You have any further reading or links for this? SIP is definitely "interesting" (not in a good way) and I'd love to have some background on why it is the way it is.
Anyways, because they thought UDP could not exceed Ethernet MTU, they came up with this crazy protocol hopping behavior. So on a per message basis, a SIP server or client can just flip to TCP or UDP, just for fun. This idiocy is what made MS just drop UDP support in their SIP products, because "most of our messages will be over the MTU and compliant implementations will hop to TCP". But popular stacks such as Asterisk had baked UDP assumptions pretty deep.
To make it even more fun, SIP TCP and UDP differ. In UDP, they decided content length isn't needed since you can just use the datagram boundary. So you get this situation where the validity of their text-bsed message depends on which transport it was delivered on.
The sick thing is that the authors of these RFCs take delight in the pointless complexity they've added. Look up SIP torture tests RFC just to see how demented they are.
In their defense, one of them wrote me and said they had started off thinking SIP would be totally HTTP compatible. After they dropped that idea, they left stuff in because it was "too late". While I understand life's tough, this explanation doesn't do much for my confidence in their decisions. Another one wrote and said " hey, C and other programming languages have flexible syntax, why not SIP?". He wasn't joking :/. But hey, one of them is now the CTO of the FCC, so writing terrible specs must be a good career move.
Worse, many people see " text based " and think it's easier than a proper binary protocol. Many shitty coders have pumped out bad SIP implementations that sorta work. But in fact, you cannot unambiguously parse SIP on the Internet today. Popular implementations disagree on basic things such as line endings. This opens up security holes, as you can make one network element read a message one way, knowing the next element will interpret it differently.
And as you point out, the limit is quite low in such cases. So it'd be better to just drop UDP (for many reasons), versus adding protocol hopping and whatnot.
...
Wait, NIST wrote the reference implementation? Also, your description sounds suspiciously like someone was going for maximum confusion and a "design" that practically guarantees bugs in every implementation.
This stinks of BULLRUN-style sabotage.
And a lot of this stuff is the result of carrying over design decisions, literally, from the 60s. Someone wrote an RFC codifying what they were doing by hand. And that nonsense gets passed forward for zero reason.

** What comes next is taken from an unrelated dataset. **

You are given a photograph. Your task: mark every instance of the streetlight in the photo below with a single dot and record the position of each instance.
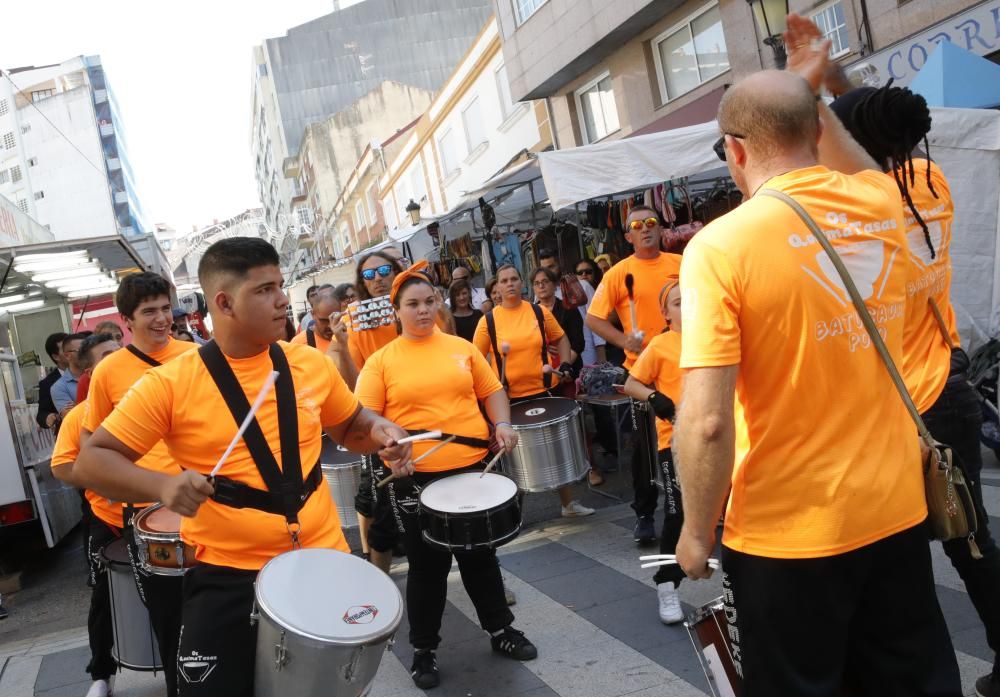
(772, 18)
(413, 209)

Ever wonder why HTTP uses the idiotic "Thu, 28 Jan, 1998, GMT" format for datetime? Because that format makes sense if you're hand-reading email message headers. And HTTP just copied it forward, zero thinking involved. Probably the same reason you can have comments in headers. SIP gives an example:
Retry-After: 300 (I'm in a meeting)
To real-world engineers, we say, wow, that's idiotic. Comments will never be used, so they'll never be properly implemented and only serve to make things problematic.To an IETF RFC author, that kind of behaviour is "well RFC xxx does it that way", and ultimately comes to "well, like, if you were sending HTTP messages by fax, extra comments might help".
If you stack up enough hacks like that, then it starts to become the clusterfuck it is. I don't think there's any maliciousness involved. Just lack of critical thinking, or lack of experience actually implementing software. Plus the fact that when writing a spec, you've got a blank paper and can just go all-out with crazy ideas you won't have to support.
The process for re-invites with proxies in the middle, loose routing, nats, and codec renegotiation is a VoIP engineer's hell.
But all those extensions/rules were created with good intentions.